DDP: Under the Hood

Source: PyTorch Doc: Writing Distributed Applications with PyTorch

  • The distributed package included in PyTorch (torch.distributed) enables researchers and practitioners to easily parallelize their computations across processes and clusters of machines. To do so, it leverages message passing semantics allowing each process to communicate data to any of the other processes. As opposed to the multiprocessing (torch.multiprocessing) package, processes can use different communication backends and are not restricted to being executed on the same machine.

  • init_process function: ensures that every process will be able to coordinate through a master, using the same ip address and port.

def run(rank, size):
    """ Distributed function """
    pass

def init_process(rank, size, fn, backend='gloo'):
    """ Initialize the distributed environment. """
    os.environ['MASTER_ADDR'] = '127.0.0.1'
    os.environ['MASTER_PORT'] = '29500'
    dist.init_process_group(backend, rank=rank, world_size=size)
    fn(rank, size)


if __name__ == "__main__":
    size = 2
    processes = []
    mp.set_start_method("spawn")
    for rank in range(size):
        p = mp.Process(target=init_process, args=(rank, size, run))
        p.start()
        processes.append(p)

    for p in processes:
        p.join()

Point-to-point communication



def run(rank, size):
    tensor = torch.zeros(1)
    if rank == 0:
        tensor += 1
        # Send the tensor to process 1
        #dist.send(tensor=tensor, dst=1)		# Blocking point-to-point communication
        req = dist.isend(tensor=tensor, dst=1)	# Non-blocking point-to-point communication
    else:
        # Receive tensor from process 0
        #dist.recv(tensor=tensor, src=0)		# Blocking point-to-point communication
        req = dist.irecv(tensor=tensor, src=0)	# Non-blocking point-to-point communication

    req.wait()									# after req.wait() has been executed we are guaranteed that the 												# communication took place
    print('Rank ', rank, ' has data ', tensor[0])

Collective communication

  • As opposed to point-to-point communcation, collectives allow for communication patterns across all processes in a group. A group is a subset of all our processes. To create a group, we can pass a list of ranks to dist.new_group(group). By default, collectives are executed on all processes, also known as the world. For example, in order to obtain the sum of all tensors on all processes, we can use the dist.all_reduce(tensor, op, group) collective.
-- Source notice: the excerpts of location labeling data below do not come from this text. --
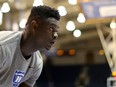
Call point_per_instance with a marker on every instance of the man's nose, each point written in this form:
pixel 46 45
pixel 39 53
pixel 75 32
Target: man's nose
pixel 55 35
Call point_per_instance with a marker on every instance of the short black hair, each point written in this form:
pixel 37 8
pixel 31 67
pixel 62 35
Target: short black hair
pixel 43 11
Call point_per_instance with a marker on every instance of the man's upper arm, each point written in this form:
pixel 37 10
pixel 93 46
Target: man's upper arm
pixel 24 85
pixel 1 56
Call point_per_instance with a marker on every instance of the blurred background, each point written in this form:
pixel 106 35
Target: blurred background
pixel 78 58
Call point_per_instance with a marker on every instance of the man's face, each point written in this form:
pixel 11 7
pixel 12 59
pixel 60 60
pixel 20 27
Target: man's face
pixel 47 33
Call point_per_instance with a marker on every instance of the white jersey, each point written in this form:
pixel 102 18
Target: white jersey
pixel 14 68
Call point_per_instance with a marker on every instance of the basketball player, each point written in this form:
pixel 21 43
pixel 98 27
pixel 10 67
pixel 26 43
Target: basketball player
pixel 20 60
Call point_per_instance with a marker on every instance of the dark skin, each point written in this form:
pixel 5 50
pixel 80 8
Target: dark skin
pixel 39 34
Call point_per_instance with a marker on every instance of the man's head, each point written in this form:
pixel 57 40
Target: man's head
pixel 42 26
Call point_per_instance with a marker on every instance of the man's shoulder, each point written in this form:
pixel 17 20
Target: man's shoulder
pixel 7 37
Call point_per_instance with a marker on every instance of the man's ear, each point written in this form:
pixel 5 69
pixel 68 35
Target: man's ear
pixel 33 25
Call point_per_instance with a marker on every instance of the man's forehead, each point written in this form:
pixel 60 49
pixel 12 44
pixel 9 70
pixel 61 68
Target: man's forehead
pixel 53 21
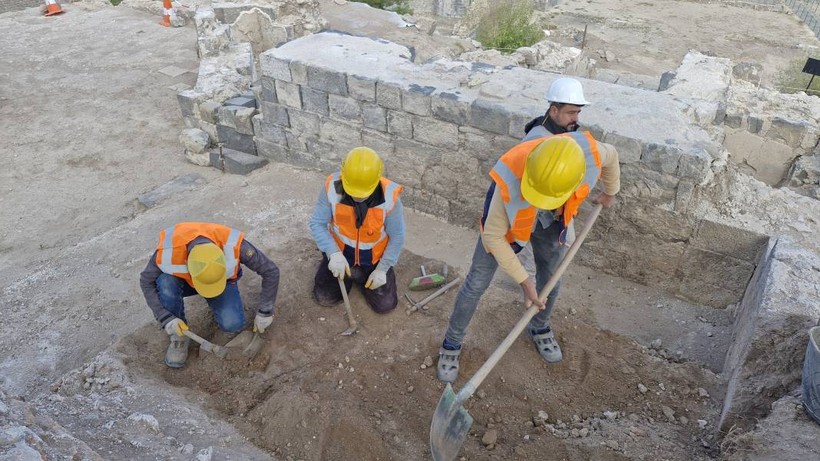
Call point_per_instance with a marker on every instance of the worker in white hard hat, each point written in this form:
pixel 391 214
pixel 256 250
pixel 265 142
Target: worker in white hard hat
pixel 198 258
pixel 537 190
pixel 358 224
pixel 566 99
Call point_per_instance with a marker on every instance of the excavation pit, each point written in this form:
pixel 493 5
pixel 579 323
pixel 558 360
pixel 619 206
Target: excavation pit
pixel 313 394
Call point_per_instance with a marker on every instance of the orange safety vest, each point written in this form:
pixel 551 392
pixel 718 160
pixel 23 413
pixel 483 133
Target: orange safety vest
pixel 172 249
pixel 369 241
pixel 509 170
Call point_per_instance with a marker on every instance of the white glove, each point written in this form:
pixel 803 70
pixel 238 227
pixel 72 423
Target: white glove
pixel 338 265
pixel 175 327
pixel 377 279
pixel 261 322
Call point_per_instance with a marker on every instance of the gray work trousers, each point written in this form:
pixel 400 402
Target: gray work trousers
pixel 547 252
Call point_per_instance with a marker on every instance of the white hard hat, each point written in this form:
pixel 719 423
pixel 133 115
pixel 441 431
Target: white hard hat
pixel 566 90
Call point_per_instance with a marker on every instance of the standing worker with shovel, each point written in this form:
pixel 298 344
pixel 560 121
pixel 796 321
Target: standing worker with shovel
pixel 204 258
pixel 358 224
pixel 538 187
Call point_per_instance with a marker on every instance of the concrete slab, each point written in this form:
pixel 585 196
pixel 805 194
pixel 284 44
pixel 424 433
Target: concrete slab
pixel 164 192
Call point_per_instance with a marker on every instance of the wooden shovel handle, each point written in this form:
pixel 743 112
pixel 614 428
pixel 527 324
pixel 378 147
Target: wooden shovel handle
pixel 350 320
pixel 491 362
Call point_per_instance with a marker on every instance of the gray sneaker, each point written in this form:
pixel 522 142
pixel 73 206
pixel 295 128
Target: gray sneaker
pixel 447 369
pixel 177 352
pixel 547 346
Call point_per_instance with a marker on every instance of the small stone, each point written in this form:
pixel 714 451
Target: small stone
pixel 490 438
pixel 428 362
pixel 613 444
pixel 642 389
pixel 205 454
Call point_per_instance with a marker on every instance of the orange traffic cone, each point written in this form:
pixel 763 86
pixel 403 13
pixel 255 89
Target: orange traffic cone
pixel 169 13
pixel 52 8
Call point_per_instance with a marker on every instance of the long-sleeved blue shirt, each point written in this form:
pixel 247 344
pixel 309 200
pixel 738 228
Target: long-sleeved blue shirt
pixel 393 226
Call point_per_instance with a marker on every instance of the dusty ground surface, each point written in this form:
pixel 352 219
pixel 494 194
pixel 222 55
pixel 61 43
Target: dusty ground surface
pixel 651 37
pixel 89 122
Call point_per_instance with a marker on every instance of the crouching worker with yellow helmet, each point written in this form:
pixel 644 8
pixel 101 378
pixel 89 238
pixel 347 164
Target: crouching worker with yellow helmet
pixel 358 224
pixel 555 175
pixel 204 258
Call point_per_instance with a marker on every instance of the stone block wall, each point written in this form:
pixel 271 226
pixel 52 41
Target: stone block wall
pixel 17 5
pixel 770 333
pixel 441 126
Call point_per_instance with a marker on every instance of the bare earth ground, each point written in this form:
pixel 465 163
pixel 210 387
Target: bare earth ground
pixel 652 36
pixel 88 123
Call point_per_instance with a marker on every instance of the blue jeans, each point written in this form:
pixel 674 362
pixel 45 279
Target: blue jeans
pixel 228 309
pixel 547 252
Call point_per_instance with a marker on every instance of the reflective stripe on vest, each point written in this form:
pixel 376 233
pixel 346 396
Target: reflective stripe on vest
pixel 172 249
pixel 509 170
pixel 343 221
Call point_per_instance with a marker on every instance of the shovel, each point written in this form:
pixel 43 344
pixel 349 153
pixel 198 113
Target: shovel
pixel 354 327
pixel 217 350
pixel 451 421
pixel 250 343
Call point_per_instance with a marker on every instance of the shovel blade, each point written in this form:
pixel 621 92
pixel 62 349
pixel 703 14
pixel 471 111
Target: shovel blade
pixel 254 347
pixel 450 426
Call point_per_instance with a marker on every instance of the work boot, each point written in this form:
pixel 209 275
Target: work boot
pixel 546 344
pixel 447 368
pixel 177 352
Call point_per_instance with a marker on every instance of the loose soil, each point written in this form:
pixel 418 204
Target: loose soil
pixel 313 394
pixel 90 121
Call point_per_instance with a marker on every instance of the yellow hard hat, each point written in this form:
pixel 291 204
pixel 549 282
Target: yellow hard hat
pixel 361 171
pixel 554 170
pixel 206 264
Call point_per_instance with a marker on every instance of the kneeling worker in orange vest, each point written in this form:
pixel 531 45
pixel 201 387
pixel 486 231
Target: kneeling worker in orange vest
pixel 537 188
pixel 204 258
pixel 358 224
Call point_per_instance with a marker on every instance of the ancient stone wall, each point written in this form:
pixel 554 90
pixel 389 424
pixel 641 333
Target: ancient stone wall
pixel 771 332
pixel 17 5
pixel 440 127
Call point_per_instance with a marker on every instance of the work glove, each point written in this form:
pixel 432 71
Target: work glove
pixel 261 322
pixel 338 265
pixel 176 327
pixel 377 279
pixel 530 294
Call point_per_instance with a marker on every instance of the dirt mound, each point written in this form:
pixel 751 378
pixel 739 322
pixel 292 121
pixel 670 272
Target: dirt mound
pixel 313 394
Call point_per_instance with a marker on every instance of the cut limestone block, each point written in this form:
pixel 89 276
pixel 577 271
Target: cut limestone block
pixel 233 139
pixel 236 162
pixel 770 333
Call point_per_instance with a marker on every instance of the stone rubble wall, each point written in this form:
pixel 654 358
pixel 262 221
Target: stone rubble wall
pixel 764 131
pixel 441 126
pixel 17 5
pixel 770 334
pixel 219 111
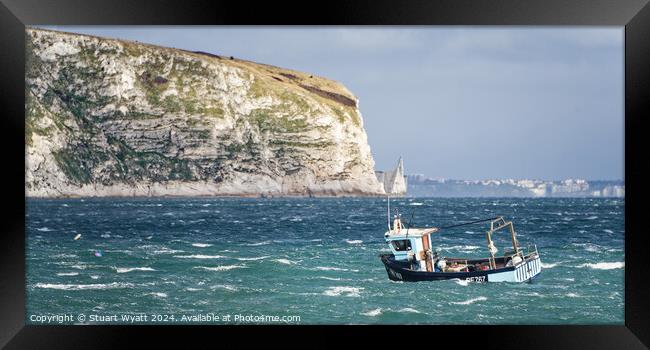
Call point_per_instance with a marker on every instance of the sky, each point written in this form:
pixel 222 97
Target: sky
pixel 455 102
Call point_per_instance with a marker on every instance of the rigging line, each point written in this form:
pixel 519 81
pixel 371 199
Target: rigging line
pixel 468 223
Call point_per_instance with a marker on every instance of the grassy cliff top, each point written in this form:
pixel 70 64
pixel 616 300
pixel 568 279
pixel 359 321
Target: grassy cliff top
pixel 269 77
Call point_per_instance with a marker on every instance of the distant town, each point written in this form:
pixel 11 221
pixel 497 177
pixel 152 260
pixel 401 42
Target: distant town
pixel 419 185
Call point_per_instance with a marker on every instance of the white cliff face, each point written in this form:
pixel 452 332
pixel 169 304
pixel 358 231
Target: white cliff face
pixel 115 118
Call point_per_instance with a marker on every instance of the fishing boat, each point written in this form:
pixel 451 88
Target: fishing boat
pixel 412 258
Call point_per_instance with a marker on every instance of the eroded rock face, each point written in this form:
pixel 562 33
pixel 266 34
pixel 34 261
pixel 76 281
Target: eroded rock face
pixel 116 118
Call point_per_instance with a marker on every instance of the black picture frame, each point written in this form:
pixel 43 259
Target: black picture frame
pixel 16 14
  • PyTorch comes with 4 such operators, all working at the element-wise level:

    • dist.ReduceOp.SUM,

    • dist.ReduceOp.PRODUCT,

    • dist.ReduceOp.MAX,

    • dist.ReduceOp.MIN.

""" All-Reduce example."""
def run(rank, size):
    """ Simple collective communication. """
    group = dist.new_group([0, 1])
    tensor = torch.ones(1)
    dist.all_reduce(tensor, op=dist.ReduceOp.SUM, group=group)
    print('Rank ', rank, ' has data ', tensor[0])
  • There are a total of 6 collectives currently implemented in PyTorch.

    • dist.broadcast(tensor, src, group): Copies tensor from src to all other processes.

    • dist.reduce(tensor, dst, op, group): Applies op to every tensor and stores the result in dst.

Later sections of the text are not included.